The culture of Italian coffee
It's not just the beverage itself that the consortium wants to preserve. It's also espresso culture.
"When we talk about the ceremony to Italian traditional espresso coffee, we talk about three key words: democracy, forms of sociability and generosity," sociologist Massimo Cerulo, who the Italian politicians have enlisted to bolster their UNESCO case, told The Current.
Italian espresso is about democracy, Cerulo said, because people come together at the coffee bar and speak with strangers who might be very different from them. In Italy, he said, "the concept of [the] public sphere is born in the coffee house and born in front of a little cup of coffee."
Unlike in Canada, the Italian coffee shop is not somewhere to go to pull out your laptop, put your head down and get work done. "Free Wi-Fi is a concept [that] today is not common to [the] concept of Italian espresso coffee," Cerulo said.
And most people don't drink their coffee sitting at a table with a friend, or ordering a paper cup to go. They're far more likely to down a quick espresso at the bar.
In Italy, a 1911 law allows municipalities to set a maximum price for "coffee without service" — that is, standing at the bar — and it rarely costs more than $1, making a quick coffee surrounded by strangers the norm.
It's that sort of ritual that makes "a public space where a lot of people can talk about several arguments without [thinking about their] differences about class, about culture, about the financial situation, about religion," said Cerulo.
There is, in part, an economic reason to try to get World Heritage status for the drink, says Jonathan Morris, a professor at the University of Hertfordshire in England and the author of several books on coffee, including Coffee: A Global History.
As coffee capsules and fancy "hipster" coffee gain dominance around the world, Italian producers hope the UNESCO initiative "will enable them to maintain their position, not just in the Italian market, but also in the world market — because obviously that's where the profits are to be made at this point," said Morris.
Paying a coffee forward in Naples
The same week that the consortium launched its coffee campaign in Rome, a different group in the southern Italian city of Naples put forward their own, separate bid to get Neapolitan coffee recognized by UNESCO.
The Neapolitan group argues that the local culture surrounding coffee, which often includes spending time over a coffee at home in the morning with loved ones, is separate from the high-speed coffee culture of northern Italy, and deserves special recognition.
"There are comedians who do skits showing how the Milanese get dressed and do four other things while drinking their morning coffee," said Francesco Emilio Borrelli, a regional politician and the head of the Neapolitan coffee group pushing for this separate heritage status.
"In Naples, it's the opposite.
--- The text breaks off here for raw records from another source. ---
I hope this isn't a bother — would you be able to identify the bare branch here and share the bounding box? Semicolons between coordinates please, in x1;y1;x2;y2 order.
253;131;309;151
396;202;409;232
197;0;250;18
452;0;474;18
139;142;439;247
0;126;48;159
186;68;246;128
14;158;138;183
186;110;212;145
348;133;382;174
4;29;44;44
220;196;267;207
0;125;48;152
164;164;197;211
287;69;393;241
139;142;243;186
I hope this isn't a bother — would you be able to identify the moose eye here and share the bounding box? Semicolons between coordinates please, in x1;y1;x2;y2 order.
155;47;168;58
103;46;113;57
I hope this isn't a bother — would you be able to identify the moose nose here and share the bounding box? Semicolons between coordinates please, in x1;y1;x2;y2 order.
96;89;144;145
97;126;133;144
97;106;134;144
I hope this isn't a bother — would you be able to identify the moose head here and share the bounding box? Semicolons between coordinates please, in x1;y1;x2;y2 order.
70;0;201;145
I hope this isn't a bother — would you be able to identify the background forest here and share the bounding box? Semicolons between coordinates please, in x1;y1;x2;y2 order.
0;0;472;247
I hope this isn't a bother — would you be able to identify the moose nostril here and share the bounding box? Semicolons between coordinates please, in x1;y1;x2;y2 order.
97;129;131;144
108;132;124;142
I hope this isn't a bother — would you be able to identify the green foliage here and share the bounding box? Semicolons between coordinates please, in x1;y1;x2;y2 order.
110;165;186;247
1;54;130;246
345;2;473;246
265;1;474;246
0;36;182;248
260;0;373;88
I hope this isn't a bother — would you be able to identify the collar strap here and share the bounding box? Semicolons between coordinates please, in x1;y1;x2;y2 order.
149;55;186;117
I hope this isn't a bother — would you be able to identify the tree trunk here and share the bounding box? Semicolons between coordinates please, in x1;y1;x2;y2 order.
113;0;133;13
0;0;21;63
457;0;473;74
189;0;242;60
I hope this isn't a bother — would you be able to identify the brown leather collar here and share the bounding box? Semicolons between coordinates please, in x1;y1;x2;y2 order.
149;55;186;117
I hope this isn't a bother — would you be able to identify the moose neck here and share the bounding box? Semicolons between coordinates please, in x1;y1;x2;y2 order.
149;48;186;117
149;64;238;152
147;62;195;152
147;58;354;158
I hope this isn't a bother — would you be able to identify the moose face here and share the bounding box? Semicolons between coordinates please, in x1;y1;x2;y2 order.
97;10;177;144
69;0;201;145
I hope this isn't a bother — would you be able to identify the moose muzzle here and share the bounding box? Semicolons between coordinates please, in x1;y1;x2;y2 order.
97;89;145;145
It's about relating to those close to you," he said.
Included in the Naples bid is a tradition that some local cafés have been trying to revive, known as caffè sospeso, or "suspended coffee."
The idea is that you pay for two coffees, but you leave the receipt for the second coffee in a big container at the café. Later on, someone else can come by and use that receipt to get a free coffee.
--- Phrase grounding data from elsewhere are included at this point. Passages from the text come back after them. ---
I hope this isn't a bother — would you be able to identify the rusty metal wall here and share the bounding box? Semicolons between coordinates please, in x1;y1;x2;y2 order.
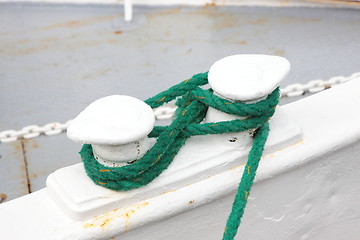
1;4;360;202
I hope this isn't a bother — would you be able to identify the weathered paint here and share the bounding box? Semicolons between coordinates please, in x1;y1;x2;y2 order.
22;135;81;192
0;141;29;202
82;202;149;232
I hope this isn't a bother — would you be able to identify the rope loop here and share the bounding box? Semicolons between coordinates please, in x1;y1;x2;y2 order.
80;72;280;240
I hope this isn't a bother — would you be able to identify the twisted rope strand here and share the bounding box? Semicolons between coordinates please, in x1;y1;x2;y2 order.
80;72;280;240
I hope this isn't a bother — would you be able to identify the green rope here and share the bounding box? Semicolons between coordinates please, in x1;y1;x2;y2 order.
80;72;280;239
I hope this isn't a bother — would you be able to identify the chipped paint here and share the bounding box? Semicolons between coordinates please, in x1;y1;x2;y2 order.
0;193;7;203
82;202;149;231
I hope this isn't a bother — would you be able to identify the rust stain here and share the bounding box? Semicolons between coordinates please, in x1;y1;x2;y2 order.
279;0;291;6
274;49;285;56
83;202;149;231
30;173;38;178
279;17;320;24
0;193;8;203
247;18;267;25
114;31;123;35
238;41;247;45
160;190;176;196
107;39;120;45
82;68;111;80
41;37;60;43
204;0;217;8
14;142;22;152
188;200;195;204
151;7;182;16
42;15;117;30
31;140;39;149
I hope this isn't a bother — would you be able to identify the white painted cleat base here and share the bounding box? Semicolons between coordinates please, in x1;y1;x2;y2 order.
46;106;302;221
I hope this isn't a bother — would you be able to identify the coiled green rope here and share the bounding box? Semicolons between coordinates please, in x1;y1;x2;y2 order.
80;72;280;239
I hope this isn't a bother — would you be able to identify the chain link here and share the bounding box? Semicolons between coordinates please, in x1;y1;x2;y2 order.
280;72;359;97
1;72;359;143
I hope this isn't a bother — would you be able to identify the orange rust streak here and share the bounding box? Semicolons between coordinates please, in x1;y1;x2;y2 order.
196;96;205;99
96;181;107;185
209;124;218;127
42;15;117;30
82;202;149;230
184;79;190;84
99;169;111;172
224;102;233;105
181;110;187;116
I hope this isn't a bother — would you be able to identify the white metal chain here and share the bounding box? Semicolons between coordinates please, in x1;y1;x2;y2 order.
1;72;359;143
280;72;360;97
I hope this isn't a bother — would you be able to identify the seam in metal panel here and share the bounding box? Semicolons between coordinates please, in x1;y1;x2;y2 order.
20;140;32;193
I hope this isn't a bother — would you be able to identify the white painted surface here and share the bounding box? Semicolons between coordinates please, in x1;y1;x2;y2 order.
67;95;155;165
47;106;301;221
0;78;359;239
124;0;133;22
92;138;155;167
208;54;290;101
67;95;155;145
205;54;289;152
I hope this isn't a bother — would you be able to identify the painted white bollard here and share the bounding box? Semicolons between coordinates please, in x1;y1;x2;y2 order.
67;95;155;167
205;54;290;149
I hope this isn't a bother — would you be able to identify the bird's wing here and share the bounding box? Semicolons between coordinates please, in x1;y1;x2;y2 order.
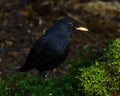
18;36;46;71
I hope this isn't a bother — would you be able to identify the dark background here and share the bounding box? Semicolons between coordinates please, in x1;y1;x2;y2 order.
0;0;120;78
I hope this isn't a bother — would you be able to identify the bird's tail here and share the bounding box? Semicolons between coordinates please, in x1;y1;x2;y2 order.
8;66;23;74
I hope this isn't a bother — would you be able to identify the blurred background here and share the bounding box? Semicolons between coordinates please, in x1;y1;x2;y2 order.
0;0;120;78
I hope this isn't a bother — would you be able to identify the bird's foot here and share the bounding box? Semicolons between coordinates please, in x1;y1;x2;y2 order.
39;70;57;81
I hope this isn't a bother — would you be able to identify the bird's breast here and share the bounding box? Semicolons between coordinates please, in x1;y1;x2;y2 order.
53;39;69;53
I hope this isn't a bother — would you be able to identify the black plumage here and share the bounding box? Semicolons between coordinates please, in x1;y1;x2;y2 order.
17;18;88;75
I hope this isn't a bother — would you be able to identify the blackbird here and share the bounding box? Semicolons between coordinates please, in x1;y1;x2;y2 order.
17;17;88;77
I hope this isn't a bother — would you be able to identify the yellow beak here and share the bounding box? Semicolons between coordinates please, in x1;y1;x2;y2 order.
76;27;89;32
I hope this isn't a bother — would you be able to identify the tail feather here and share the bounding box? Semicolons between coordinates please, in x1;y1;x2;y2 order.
8;67;19;74
8;66;25;74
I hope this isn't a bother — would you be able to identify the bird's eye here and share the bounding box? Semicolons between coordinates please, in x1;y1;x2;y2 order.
68;22;74;27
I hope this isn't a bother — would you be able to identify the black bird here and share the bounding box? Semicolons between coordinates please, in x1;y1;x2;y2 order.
17;18;88;77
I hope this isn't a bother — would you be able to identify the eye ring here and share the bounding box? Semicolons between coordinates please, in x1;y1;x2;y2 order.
68;22;74;27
Traditionally, "it was an anonymous gift for someone who came by later and couldn't afford a coffee," said Gennaro Ponziani, manager of the iconic Neapolitan Caffè Gambrinus, which claims to be the birthplace of the caffè sospeso.
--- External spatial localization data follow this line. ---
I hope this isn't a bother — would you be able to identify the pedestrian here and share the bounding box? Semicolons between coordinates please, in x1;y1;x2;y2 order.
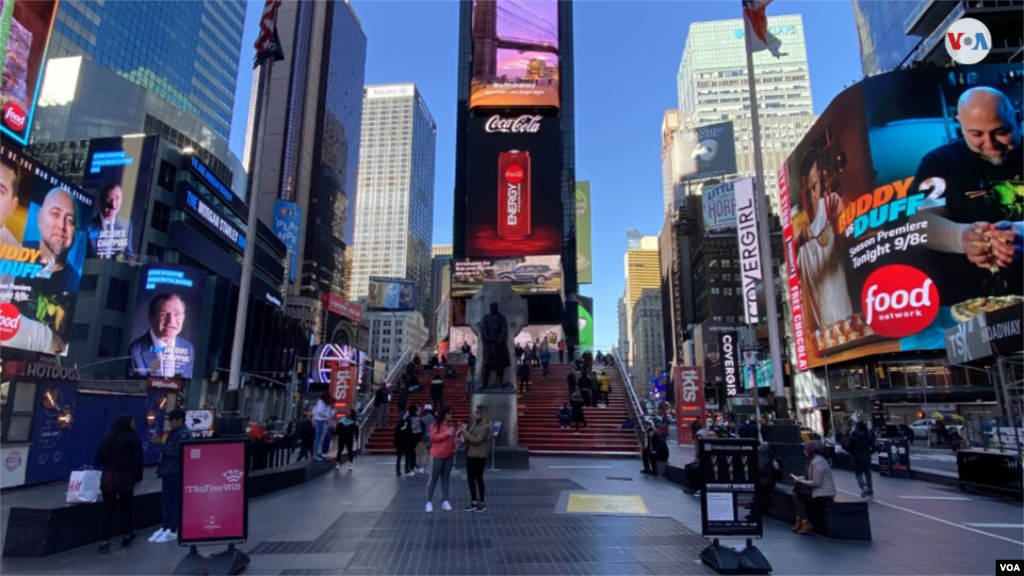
791;440;837;535
842;421;875;499
410;404;425;474
517;361;531;395
578;371;594;408
461;405;491;512
557;403;572;430
531;344;540;368
94;414;143;553
566;369;577;398
322;403;338;456
393;406;414;477
540;346;551;378
558;339;565;364
570;390;587;434
297;411;314;461
430;370;445;409
641;424;669;476
756;444;783;514
419;405;435;473
583;350;593;375
461;341;471;356
335;409;360;470
150;408;192;543
426;406;457;513
312;392;331;461
374;383;390;428
598;371;611;407
515;343;524;365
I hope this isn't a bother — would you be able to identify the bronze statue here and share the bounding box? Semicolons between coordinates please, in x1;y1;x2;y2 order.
477;302;510;388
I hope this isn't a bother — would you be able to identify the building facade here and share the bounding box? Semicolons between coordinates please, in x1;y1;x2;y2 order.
350;84;437;325
364;310;429;369
617;294;629;365
630;288;666;385
677;15;816;216
623;232;660;361
852;0;1024;77
661;110;680;215
249;0;367;306
429;244;453;343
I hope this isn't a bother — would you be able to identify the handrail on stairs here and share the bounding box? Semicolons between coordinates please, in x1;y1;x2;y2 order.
611;348;647;452
357;346;414;450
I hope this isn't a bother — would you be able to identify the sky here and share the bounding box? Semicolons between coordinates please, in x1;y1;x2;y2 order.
228;0;864;352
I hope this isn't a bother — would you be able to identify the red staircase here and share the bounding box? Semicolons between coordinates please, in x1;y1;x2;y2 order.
362;362;641;458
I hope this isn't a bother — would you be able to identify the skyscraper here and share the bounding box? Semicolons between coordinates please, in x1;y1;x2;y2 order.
677;15;816;216
249;0;367;305
631;288;665;385
351;84;437;325
32;0;246;190
852;1;1022;76
429;244;454;342
661;110;680;215
623;232;660;367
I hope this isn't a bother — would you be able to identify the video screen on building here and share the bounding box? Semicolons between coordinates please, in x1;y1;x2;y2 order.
81;135;158;261
780;64;1023;371
672;121;737;183
0;0;59;145
367;277;415;311
127;264;207;379
465;114;562;258
452;255;562;297
470;0;559;110
0;142;94;356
When Caffè Gambrinus celebrated its 150th anniversary 10 years ago, it decided to bring the caffè sospeso tradition back to life. Now the practice is being picked up in some other coffee shops in the city.
Antonio, a 68-year-old man from Naples, told The Current that he comes to Gambrinus nearly every day to get a caffè sospeso.
"I've had some bad luck in life, so I'm glad for this tradition," he said.